No les bastaba haber participado activamente en la «Caza de brujas», haber permitido que nos detuvieran, que nos acusaran y condenaran, sino que ahora tratan de justificarse intentando falsificar la verdad. En el ambiente de la época, no muy propicio para la revisión de mí caso, el mantenimiento de su acusación podía hacer cambiar de opinión a la Oficina Política e impedir cualquier decisión en mi favor. Afortunadamente no tuve ninguna dificultad para probar mi honradez ante la comisión. Ackerman y su mujer, que vivían en la RDA, y que utilizaron los pasaportes rechazados por Köhler, son dos testigos vivos… Siroky no se atrevería a negar delante de mí y de testigos de aquella época que fue él mismo, quien me pidió que procurara otro pasaporte a Köhler y a su mujer, porque este último había manifestado sus temores. En cuanto a la historia de la equivocación de Siroky al tomar el tren, es demasiado idiota para tomarla en serio, espero que no intenten de nuevo lo mismo que en Ruzyn.

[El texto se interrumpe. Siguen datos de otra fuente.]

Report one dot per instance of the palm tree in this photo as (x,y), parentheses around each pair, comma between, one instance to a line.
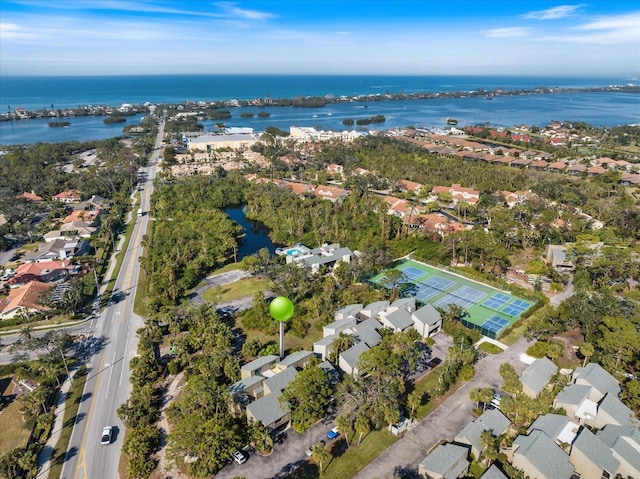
(587,351)
(320,454)
(345,426)
(362,426)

El mes de enero pasa sin aportar ninguna novedad. Mi mujer y yo nos ponemos de acuerdo el dos de febrero para pasar juntos el fin de semana en Praga (naturalmente sin autorización). Acabo de salir del recinto del sanatorio y tomo la carretera que conduce a la parada del autobús atravesando el bosque. De pronto, distingo en el valle una silueta que avanza difícilmente, abriéndose camino por la espesa capa de nieve. Hace gestos y grita. Me paro y reconozco extrañado la voz de Lise: «¡Gérard! ¡Gérard!» Corro hacia ella tratando de entender lo que me dice, pero no comprendo. Y de repente oigo: «¡Gérard, te han puesto en libertad! ¡Libre! ¡Libre!» Ya la he alcanzado. Llora y ríe al mismo tiempo. Se arroja a mis brazos y me besa: «¡Libre, Gérard, libre!» Y me explica: «He telefoneado esta mañana a la Comisión para saber si había algo nuevo. E imagínate que me dicen que hace ya dos días que han tomado la decisión de tu rehabilitación. ¡Simplemente se les había olvidado informarnos!».
París-Biot, de abril a agosto de 1968.